Replace, where possible, wire for wire, heat shrink what could not be replaced. In the before photos you will see how TPO spliced melted wires together when they should have been replaced. How some odd "foam tubing" was used to insulate wires (some still exist) and how some "lamp cord" (we are guessing) was used in a rather unique way.
We did decide to stop at the firewall for the moment as the dash is somewhat "compact" and is in relatively good shape.
Fire Wall Junction Box:
First lets look at the Junction Box mounted on the firewall. (shown above)
The burnt/melted looking wires are from the rear wiring harness that feeds the tail lights, license plate and trunk lamps. The Junction Box, which we first mistook as a ground, is used to connect the dash wiring to the turn signals (front and back) and other lights. We were impressed/shocked that the car did not burn to the ground every time TPO used the turn signals/headlights/brakes.
What could be replaced was. What could be shrunk wrapped was. There are still some issues but we will wait for other electrical work to address. We were also not willing to replace the headlight high beam switch wiring, it looked pretty good and looked like a real pain to get too.
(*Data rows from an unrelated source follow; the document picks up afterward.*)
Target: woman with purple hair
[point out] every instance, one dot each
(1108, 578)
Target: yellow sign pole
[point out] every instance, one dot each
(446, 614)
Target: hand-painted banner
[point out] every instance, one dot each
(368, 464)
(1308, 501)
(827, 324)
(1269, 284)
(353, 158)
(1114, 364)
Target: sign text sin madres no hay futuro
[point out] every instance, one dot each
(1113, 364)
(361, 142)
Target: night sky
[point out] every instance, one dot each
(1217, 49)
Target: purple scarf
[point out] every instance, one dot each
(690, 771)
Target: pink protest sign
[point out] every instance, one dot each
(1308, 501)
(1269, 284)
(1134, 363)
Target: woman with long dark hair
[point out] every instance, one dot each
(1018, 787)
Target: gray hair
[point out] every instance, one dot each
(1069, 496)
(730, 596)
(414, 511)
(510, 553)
Front Drivers Side Junction Box:
So..., the headlights and turn signal wiring follows the drivers side of the engine compartment to the drivers side junction box. At/near this point they split between left and right sides with only the left (drivers) side going to the drivers side junction box. TPO decided to incorporate the fender spear jewels (plastic inserts at the end of the fender trim) into the turn signals. This is actually pretty cool. When you turn on the turn signal it also flashes an LED mounted inside the spear and behind the jewel. TPO did however appear to use lamp cord???
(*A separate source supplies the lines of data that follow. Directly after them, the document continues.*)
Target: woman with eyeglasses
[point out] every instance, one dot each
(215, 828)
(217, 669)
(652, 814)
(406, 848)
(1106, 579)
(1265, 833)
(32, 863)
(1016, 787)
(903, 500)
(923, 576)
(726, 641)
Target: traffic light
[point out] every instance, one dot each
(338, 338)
What we found was a hot mess (pun intended) of tape, burnt wires, and lamp cord.
We were able to work with the harness that goes to the headlight but the wires here are very short and exposed.
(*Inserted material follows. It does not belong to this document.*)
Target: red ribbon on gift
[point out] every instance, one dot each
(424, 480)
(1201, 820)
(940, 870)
You can see I kept the lamp cord wiring but did put on proper connections and was able to heat shrink everything else.
You can also see the connections to the passenger side with my little red marks to ensure each wire remained with its corresponding wire. One item of interest, we started to add the junctions box connectors to the wires BEFORE we tried to remove the nuts from the box. This was a mistake. ONE of the junction box nuts was not removable and we had to remove the junction box. Because the headlight wires are so short we felt like we could not remove the round fitting so we used new bolts to make a sort of "floating bolt" connection. These are shrunk wrapped in a clear tubing. (not exposed) Lesson learned, check the whole system before making permanent additions. Also, spot applications of rubber coating were added to the base of the heat shrink areas where the tubing could not reach.
Passenger Side Junction Box:
While not worse than the drivers side it was not really any better either. Actually once we got all of the tape off we found odd short extensions where added to get the wires to the junction box and then another short wire from the junction box to the head light harness. ODD.
Another thing found that was cool is the remote starter TPO added. This means you can turn the engine over (if the ignition is off) or start the car from the engine compartment. The "feature" stayed.
While removing the junction box (planned after the drivers side issues) we found the same issue and made the decision to remove it a necessity. Because we were ahead of the issue we did not have to use the floating bolt system as before.
All of the wires that traversed to the passenger side are zip tied to the brace behind the famous bullet nose ornament. With all of the wiring replaced we are left with 5 new wires for the lights and one for the horn.
This was truly not acceptable as they will become damaged and while we were happy with the work we didn't need everyone seeing our wiring mess.
Introducing some cheap cable wrap we get the following.
While some wiring issues remain (alternator, heater motor, defroster motor, glove box, could go on) we believe we have removed the risk of burning the car to the ground.
Update: all of this work was removed during the Re-Wiring project.